Title: EVALUATION OF STEM STRENGTH OF ALFALFA (MEDICAGO SATIVA L.) GENOTYPES

Author
item AMES, N - PRC-AGRIC. CANADA
item MCELROY, A - PRC-AGRIC. CANADA
item Akin, Danny
item Lyon, Clyde

Submitted to: Animal Feed Science and Technology
Publication Type: Peer Reviewed Journal
Publication Acceptance Date: 1/7/1996
Publication Date: N/A
Citation: N/A

Interpretive Summary: Physical properties of plant biomass influence feed breakdown of plant stems and thereby limit efficient utilization of feeds by cattle and sheep and increase feeding costs. Tests for objective analysis of these physical properties, and for measuring methods that could remove limitations and improve the value of animal feeds, are lacking. In a collaborative project, ,scientists of ARS and Agricultural Canada tested textural strength, which stimulates the result of animal chewing and particle breakdown, using an Instron universal measuring device. Results were compared for several alfalfa genotypes at several positions of the stem and after fermentation with various rumen microorganisms. Recommendations were developed for optimal measuring conditions of alfalfa stems, and factors most influential on textural strength were identified. Research is important for establishing objective tests for physical properties of plant stems which could be used by plant breeders and animal nutritionists for improving the quality of animal feed.

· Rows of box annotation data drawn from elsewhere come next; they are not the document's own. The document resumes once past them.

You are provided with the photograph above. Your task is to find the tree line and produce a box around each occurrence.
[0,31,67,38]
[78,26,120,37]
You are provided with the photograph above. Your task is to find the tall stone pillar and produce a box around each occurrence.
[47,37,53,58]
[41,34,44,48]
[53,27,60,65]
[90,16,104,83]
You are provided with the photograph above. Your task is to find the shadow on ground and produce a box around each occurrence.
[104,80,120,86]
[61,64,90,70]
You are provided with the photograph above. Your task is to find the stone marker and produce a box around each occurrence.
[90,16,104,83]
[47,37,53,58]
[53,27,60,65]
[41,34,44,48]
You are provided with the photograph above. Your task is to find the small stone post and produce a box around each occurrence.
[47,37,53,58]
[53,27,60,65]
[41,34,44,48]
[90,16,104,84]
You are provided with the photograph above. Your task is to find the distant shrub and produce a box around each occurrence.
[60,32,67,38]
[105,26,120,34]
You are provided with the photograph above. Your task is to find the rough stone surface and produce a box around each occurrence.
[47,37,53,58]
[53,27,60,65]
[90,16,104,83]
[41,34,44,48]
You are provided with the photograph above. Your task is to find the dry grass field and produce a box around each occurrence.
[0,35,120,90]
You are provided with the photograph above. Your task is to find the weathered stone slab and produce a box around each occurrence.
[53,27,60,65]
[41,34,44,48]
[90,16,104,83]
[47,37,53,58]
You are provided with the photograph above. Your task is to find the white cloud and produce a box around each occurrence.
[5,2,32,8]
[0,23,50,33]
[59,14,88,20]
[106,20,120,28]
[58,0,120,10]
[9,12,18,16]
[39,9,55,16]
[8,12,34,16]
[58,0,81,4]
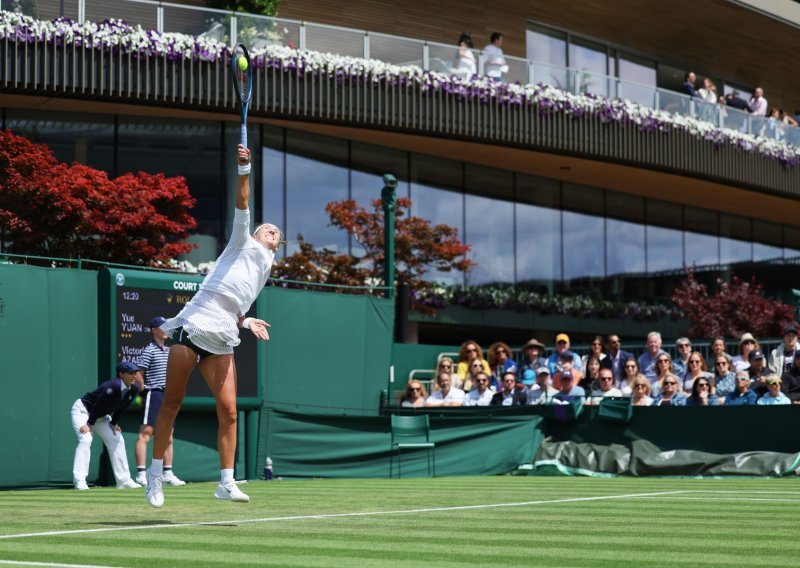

Technical Abstract: Stem strength, as an estimate of forage intake potential, could be a useful selection parameter in alfalfa (Medicago sativa L.) breeding programs, but there is little information on sampling techniques or the effect of tissue weakening by bacterial or fungal incubation. This study investigated the effect of stem position (top, middle, bottom) and incubation with a water control, Ruminococcus flavefaciens or Neocallimastix MC-2 on stem shear strength of four alfalfa genotypes. Stem diameter was closely associated with shear force in all treatments and was used as a covariate in statistical analyses. Shear strength increased from the top to the bottom of all genotypes regardless of incubation. Both bacterial and fungal incubation reduced (P<0.01) shear strength, with the fungus reducing shear strength to the greatest extent. Genotype differences (P<0.05) across incubation treatments were detected in the bottom stem portions only. There were no genotype x incubation treatment interactions within any stem position, but genotype x position effects (P<0.01) were detected in the water incubation control. The bottom sections of alfalfa showed the largest differences and would provide the best sample material to estimate forage intake potential. Stem diameter should be used as a covariate.